Core

Core classes provide the state-management and parameter-management machinery used by every traceTorch layer.

Model

class tracetorch.core.Model(*args: Any, **kwargs: Any)[source]

Bases: Module

The superclass used for all traceTorch models. Handles zeroing and detaching, compiling and decompiling, and saving and loading of states across the entire model tree: in PyTorch and python modules.

save_states() Dict[str, torch.Tensor][source]

Save all hidden states from all Layers in the model.

Returns:

Dictionary mapping layer_state_name -> tensor, compatible with torch.save()

Examples:

>>> states = model.save_states()
>>> torch.save(states, "model_states.pt")
# Keys look like: "net.layer1.H", "net.layer2.C", et cetera.
load_states(states: Dict[str, torch.Tensor], strict: bool = True, device=None) None[source]

Load hidden states into the layers in the model.

Parameters:
  • states (Dict) – dictionary from save_states() or torch.load().

  • strict (bool, default=True) – if True, raises an error for missing / extra states.

  • device (str, default=None) – target device for the loaded states. Automatically detected if set to None.

Examples:

>>> states = torch.load("model_states.pt")
>>> model.load_states(states)
zero_states() None[source]

Set all hidden states to None across the entire model tree.
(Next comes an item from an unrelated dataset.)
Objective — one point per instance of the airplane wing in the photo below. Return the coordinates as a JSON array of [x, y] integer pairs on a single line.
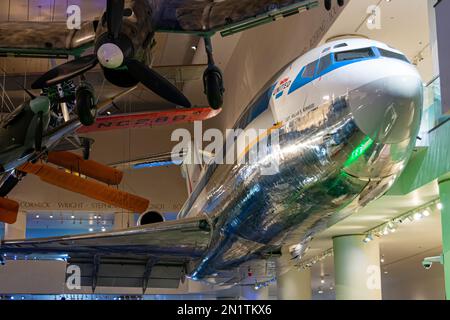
[[44, 40], [153, 255], [150, 119], [227, 16]]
Recursively traverses the model hierarchy to find all traceTorch layers and sets their hidden states to None. This forces lazy re-initialization on the next forward pass with proper tensor shapes.

Notes

  • Traverses traceTorch models, PyTorch modules and Python containers.
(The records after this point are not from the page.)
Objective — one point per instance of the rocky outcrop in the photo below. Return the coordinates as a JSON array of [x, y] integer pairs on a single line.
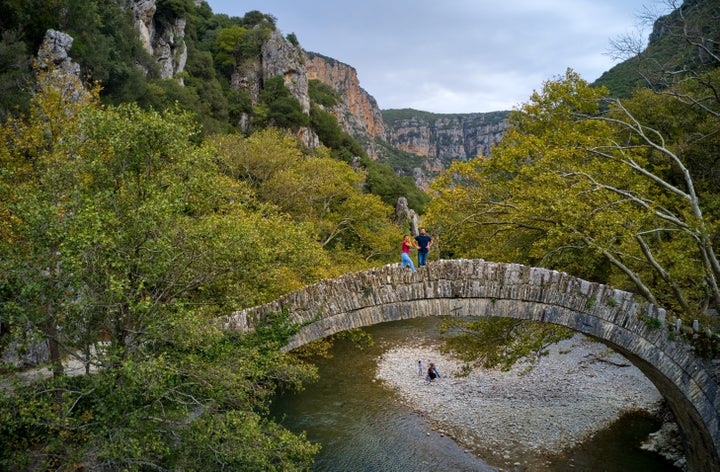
[[358, 113], [438, 139], [162, 38], [282, 58], [61, 72], [444, 138], [278, 57]]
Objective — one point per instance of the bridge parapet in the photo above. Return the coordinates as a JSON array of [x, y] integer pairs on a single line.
[[473, 287]]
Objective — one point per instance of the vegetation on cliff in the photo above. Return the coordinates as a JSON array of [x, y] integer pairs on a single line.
[[124, 234]]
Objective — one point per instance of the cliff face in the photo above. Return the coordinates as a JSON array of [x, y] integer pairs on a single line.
[[278, 57], [358, 114], [444, 138], [439, 139], [164, 39]]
  • Only affects traceTorch layers that implement state management.

  • Used for resetting model states between batches or episodes.
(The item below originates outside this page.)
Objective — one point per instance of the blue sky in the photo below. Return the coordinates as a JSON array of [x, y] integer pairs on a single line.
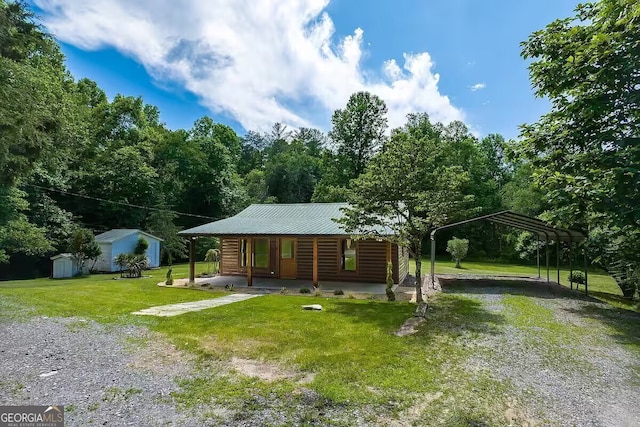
[[250, 63]]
detach_states() None[source]

Detach all hidden states from the computation graph across the entire model tree.

Recursively traverses the model hierarchy to find all traceTorch layers and detaches their hidden states from the computation graph. This enables online learning by preventing gradients from flowing through time.

Notes

  • Traverses traceTorch models, PyTorch modules and Python containers.

  • Only affects traceTorch layers that implement state management.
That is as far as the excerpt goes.